Capitalism has outlived its usefulness! It cannot expand the productive forces of mankind – it contracts them. It cannot feed the masses – it starves them. It cannot bring peace to the people – it drives them to war. It can no longer justify its supremacy – it maintains it with the Fascist bayonet.
If we can write, as von Hutten said in his day, that this is a time for the joy of living, then only because we live in the period of revolution, the triumphant culmination of which will open up a new era to humanity. The forces of production of the things men live by are in rebellion against the anachronistic fetters which impede their fullest development. The proletariat is in rebellion, now blindly, now consciously, against its exploiters. The colonial slaves are in rebellion against their metropolitan oppressors. The class struggle, which no human or natural agency can suppress without suppressing society – at least not until classes themselves have been abolished – has reached an unprecedented degree of acuteness. Yet, outside the Soviet Union, capitalism still prevails. Instead of receiving its mortal blow, it has inflicted upon the proletariat some of the crudest defeats in history.
On the one side, an outlived social order, revealing within itself the objective necessity and inevitability of a new society; on the other side, a proletariat socially developed to the point where it can inaugurate this new society which nevertheless has not yet summoned sufficient forces to overthrow the old. The unknown factor is only too well known, and can be established with the exactness of a mathematical equation:
The two parties of the proletariat, into whose hands history successively gave the imposing task of overthrowing the bourgeoisie and opening the road to socialism, have failed abysmally. Social democracy and Stalinism both collapsed at the first blow, like eggshells sucked dry, in Germany, then in Austria, then in Latvia, then in Bulgaria. (The social democracy, be it noted, died politically twenty years ago; it proved no less despicable in its second incarnation.)
The whole history of the modern proletarian movement has only served to underscore the all-importance and indispensability of that most highly perfected of all its instruments: the political party. Especially in our time has it become the master key to all problems. The class war is fought by class armies. The working class as a whole – to say nothing of its necessary allies in other sections of the population – is not characterized by firm homogeneity, ft is stratified at different levels of consciousness, it is divided by conflicting ideologies, by separatist interests of caste, religion, nationality, sex, age. Emerging from its ranks – but transcending these differences and consequently able to overcome them – is its vanguard, the revolutionary political party. The party embodies the accumulated experiences of the proletariat distilled into its revolutionary theory. It is the repository of the consciousness of the class. It embraces the most advanced, the most militant, the most devoted, unites them firmly on the basis of tested principles and welds them together in rigorous discipline.

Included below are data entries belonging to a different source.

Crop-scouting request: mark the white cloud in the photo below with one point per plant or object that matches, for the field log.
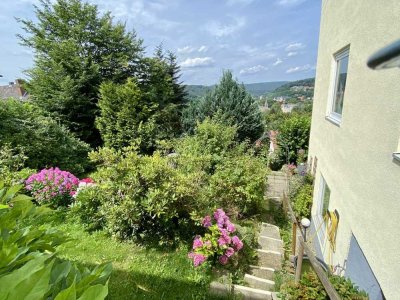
(299, 68)
(238, 2)
(294, 46)
(203, 49)
(197, 62)
(277, 62)
(191, 49)
(186, 50)
(219, 30)
(289, 2)
(253, 70)
(140, 12)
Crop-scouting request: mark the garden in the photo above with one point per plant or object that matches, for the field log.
(115, 185)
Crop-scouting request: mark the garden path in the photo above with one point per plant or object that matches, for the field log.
(260, 279)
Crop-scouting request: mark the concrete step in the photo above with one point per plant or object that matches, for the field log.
(269, 230)
(267, 243)
(262, 272)
(270, 259)
(259, 283)
(248, 293)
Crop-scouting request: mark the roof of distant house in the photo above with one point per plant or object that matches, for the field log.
(13, 90)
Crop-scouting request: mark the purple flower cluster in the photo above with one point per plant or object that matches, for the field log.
(52, 186)
(218, 243)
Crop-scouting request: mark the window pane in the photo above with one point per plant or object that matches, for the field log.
(340, 84)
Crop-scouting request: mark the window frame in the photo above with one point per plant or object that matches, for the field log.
(333, 116)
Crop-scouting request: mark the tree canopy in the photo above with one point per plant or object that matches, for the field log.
(76, 49)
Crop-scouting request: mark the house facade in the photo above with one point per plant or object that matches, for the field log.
(355, 131)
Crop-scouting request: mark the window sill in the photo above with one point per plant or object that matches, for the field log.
(334, 120)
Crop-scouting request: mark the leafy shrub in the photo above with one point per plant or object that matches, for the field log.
(310, 287)
(40, 139)
(303, 202)
(52, 186)
(151, 196)
(29, 268)
(238, 184)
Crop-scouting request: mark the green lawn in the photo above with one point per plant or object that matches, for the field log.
(138, 273)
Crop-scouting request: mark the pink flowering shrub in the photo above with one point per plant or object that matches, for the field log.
(52, 186)
(83, 184)
(219, 245)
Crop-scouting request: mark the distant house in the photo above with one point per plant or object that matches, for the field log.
(287, 107)
(273, 145)
(13, 90)
(355, 135)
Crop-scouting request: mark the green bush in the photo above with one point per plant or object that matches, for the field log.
(310, 287)
(29, 268)
(303, 202)
(238, 185)
(39, 138)
(144, 196)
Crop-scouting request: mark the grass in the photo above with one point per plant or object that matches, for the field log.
(138, 272)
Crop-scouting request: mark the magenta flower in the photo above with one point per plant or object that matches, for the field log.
(198, 259)
(230, 227)
(221, 241)
(197, 243)
(229, 252)
(223, 260)
(206, 221)
(219, 214)
(237, 243)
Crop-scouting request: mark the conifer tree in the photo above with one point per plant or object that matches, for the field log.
(233, 105)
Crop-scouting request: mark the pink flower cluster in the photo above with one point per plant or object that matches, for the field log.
(52, 186)
(219, 243)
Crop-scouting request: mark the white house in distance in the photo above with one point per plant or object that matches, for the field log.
(355, 134)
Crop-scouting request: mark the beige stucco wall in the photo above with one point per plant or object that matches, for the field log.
(355, 158)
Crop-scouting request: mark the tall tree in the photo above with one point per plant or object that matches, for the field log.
(76, 49)
(232, 104)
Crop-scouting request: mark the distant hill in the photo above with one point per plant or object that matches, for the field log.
(303, 87)
(255, 89)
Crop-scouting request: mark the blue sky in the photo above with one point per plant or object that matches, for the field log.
(259, 40)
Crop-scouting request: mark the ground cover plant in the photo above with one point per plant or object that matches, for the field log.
(138, 272)
(310, 287)
(29, 267)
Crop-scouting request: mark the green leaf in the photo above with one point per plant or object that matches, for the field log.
(67, 294)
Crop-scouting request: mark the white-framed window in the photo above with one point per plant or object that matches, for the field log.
(340, 66)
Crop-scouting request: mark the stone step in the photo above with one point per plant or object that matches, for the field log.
(267, 243)
(262, 272)
(270, 231)
(248, 293)
(270, 259)
(259, 283)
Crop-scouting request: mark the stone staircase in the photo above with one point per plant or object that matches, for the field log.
(260, 280)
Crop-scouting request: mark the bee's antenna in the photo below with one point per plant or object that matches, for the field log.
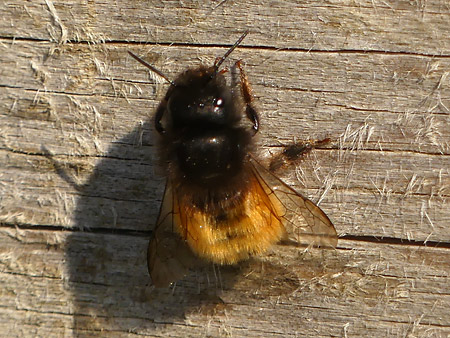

The proletariat as a class, as a whole, cannot directly plan and guide its battles, any more than each platoon in an army can elaborate the strategy and tactics of war. For that a staff, a vanguard is imperative – not imposed from above as in a capitalist army, without the possibility of control and verification from the ranks, but rising from the ranks by tested ability and common approval. It is all the more imperative in this epoch because of the extreme concentration of power in the enemy camp, its increased mobility, and because of the abruptness with which changes take place in the objective situation. These necessitate a trained, vigilant vanguard equipped with foresight and consequently capable of pre-arrangement. Foresight is made possible by the searchlight of Marxism, whose powerful batteries are merely the condensed experiences of history, illuminating the path ahead.
For lack of just such a party, the working class has suffered one defeat after another, until the dreadful climax in 1933-1934 fully disclosed the bankruptcy of the existing organizations.
Neither of the two parties came to their miserable end because of some aberration, springing out of conditions peculiar to Germany, or Austria. Their demolition is rather to be traced to the fundamental theories and practises common to their respective Internationals. The generic name of these theories is nationalistic opportunism.
The modern social democratic parties were nurtured on the skimmed milk of the imperialist expansion of their respective national fatherlands. Grown mighty and fabulously wealthy on the vast profits of colonial exploitation, the imperialist powers found it necessary and possible to corrupt and thus enlist the support of a whole section of its own working class. The social democracy based itself upon the aristocracy of labor, upon the reforms which an indulgent imperialism vouchsafed it, and upon sections of the middle class. It was gradually absorbed into the machinery of the capitalist state and interlaced its destiny with the fate of the bourgeois nation. Thence the unforgettable treason of the social democracy during the war, each party digging blood-soaked fingers into the throat of the other for the greater glory of its own fatherland.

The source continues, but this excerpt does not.